Перелистывая Фета, я всегда вспоминаю Иванова; по сей день не могу понять, почему последний так пришелся по вкусу изголодавшейся новой эмиграции… Разумеется, это настоящий поэт, но были же у нас Ходасевич, Цветаева — не меньшего размаха! Думаю, что не в одной поэзии тут дело; читая Иванова, бессознательно чувствуешь, что все трын-трава: можно в одну контрразведку заглянуть, затем в другую, противоположную, позволительно ошельмовать кулака отца, у еврея денег перехватить, затем у немецкого полковника, в Национально-Трудовой Союз записаться, потом к советским патриотам примкнуть. Все извинительно…
Только в мире и есть, что тенистый
Дремлющих кленов шатер!
Только в мире и есть, что лучистый
Детски-задумчивый взор!
Это строки Фета, а не Иванова.

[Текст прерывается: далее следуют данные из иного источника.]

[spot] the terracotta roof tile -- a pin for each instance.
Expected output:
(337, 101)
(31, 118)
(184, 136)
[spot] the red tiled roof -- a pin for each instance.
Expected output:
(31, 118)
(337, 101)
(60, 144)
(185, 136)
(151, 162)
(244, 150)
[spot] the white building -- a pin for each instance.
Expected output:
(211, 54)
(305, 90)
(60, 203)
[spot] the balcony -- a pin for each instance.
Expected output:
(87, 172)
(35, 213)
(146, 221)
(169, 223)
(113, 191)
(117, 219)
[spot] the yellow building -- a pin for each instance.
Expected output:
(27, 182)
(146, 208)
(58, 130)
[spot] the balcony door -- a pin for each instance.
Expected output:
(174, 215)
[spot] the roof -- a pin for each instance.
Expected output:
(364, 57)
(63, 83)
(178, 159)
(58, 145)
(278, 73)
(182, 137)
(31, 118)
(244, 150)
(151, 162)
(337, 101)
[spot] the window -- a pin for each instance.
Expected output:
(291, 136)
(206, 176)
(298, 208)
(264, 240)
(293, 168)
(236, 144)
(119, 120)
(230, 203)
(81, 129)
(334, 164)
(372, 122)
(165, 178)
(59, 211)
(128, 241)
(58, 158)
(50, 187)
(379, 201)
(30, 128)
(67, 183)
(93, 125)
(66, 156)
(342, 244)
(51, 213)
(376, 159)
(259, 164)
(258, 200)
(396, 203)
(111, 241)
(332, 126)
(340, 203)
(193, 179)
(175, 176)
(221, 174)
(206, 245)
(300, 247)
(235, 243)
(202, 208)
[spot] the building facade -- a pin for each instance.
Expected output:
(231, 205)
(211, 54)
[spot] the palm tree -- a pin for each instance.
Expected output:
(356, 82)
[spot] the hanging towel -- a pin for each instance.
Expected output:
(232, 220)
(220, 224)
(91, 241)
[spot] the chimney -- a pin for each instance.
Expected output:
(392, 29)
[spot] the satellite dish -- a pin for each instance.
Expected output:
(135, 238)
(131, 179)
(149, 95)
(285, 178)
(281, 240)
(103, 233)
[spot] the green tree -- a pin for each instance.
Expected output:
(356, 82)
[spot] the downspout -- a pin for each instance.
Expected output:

И еще:
Люди спят, — мой друг, пойдем в душистый сад:
Люди спят, одни лишь звезды к нам глядят,
Да и те не видят нас среди ветвей
И не слышат, — слышит только соловей,
Да и тот не слышит: песнь его громка,
Разве слышат только сердце и рука…
Проза Иванова — трехмерная, на редкость безблагодатная («Петербургские зимы» в стороне, я разумею «романы» Иванова). «Распад атома» любопытен, пожалуй, с точки зрения автобиографической.
Тяготел он всегда скорее к «реакционному» сектору в своих взглядах, хотя убеждений, принципов у Иванова почти не было. Бессознательно любил и уважал только сильную власть и великую державу; требовал порядка и, главное, иерархии, при условии, что он, Иванов, будет причислен к элите.
После благополучного завершения войны я получил письмо от Иванова с юга Франции. Тогда печатался в «Новом журнале» «Американский опыт», и Г. Иванов похвалил его: «вот такие именно писатели нам нужны…» Затем что-то намекал насчет возможного (при его связях) устройства французского перевода. И в заключение просил послать отрез серого сукна на костюм. Это все типичный Иванов; надо только помнить, что если бы я ему отправил подарок, он бы мне обязательно, немедленно отплатил гадостью.
— О костюмчике не может быть и речи! — отвечал я ему.
Это был любимый анекдот одессита Ставрова… Гражданин высовывается из окна горящего здания и зовет на помощь. Ему кричат снизу, прыгай! Но он отвечает: «О том, чтобы прыгать, не может быть и речи». На Монпарнасе очень ценили эту шутку.
Вот я стараюсь, по-видимому, честно рассказать о человеке, которого знал, и чувствую, как сущность этой души, секрет ее ускользает. Неправда, что только Пушкин (Ленский) унес в могилу тайну своей личности. Мы все, и особенно такие искаженные образы, как Ивановы, храним и лелеем скрытую рану (язву), о которой можно догадаться только благодаря усердию, с которым мы толкаем посторонних, друзей и врагов, на ложный след.
Я назвал Иванова совершенно аморальным; но это неверно по отношению к его труду. Для стихов своих он, вероятно, многим жертвовал и, пожалуй, признавал некоторые, хотя бы им самим установленные, правила и законы. Возможно, что всю остальную жизнь он почитал вздором, скрашиваемым только комфортом, и поэтому ничего не стоило врать, шантажировать, предавать. Единственно, стихи свои он воспринимал как настоящую реальность и тут не жалел себя.
К концу 30-х годов, когда тень Гитлера падала уже за Рейн на французский пейзаж, наши нервы понемногу начали сдавать. В воздухе запахло кровью, быть может, кровью близких, и шуточки Иванова становились опасными; кроме того, полиция тоже вдруг, казалось, проснулась. Тогда он повел себя осторожнее; то ли дело во времена «народного фронта» — сколько язвительных, пророческих анекдотов порождал Иванов.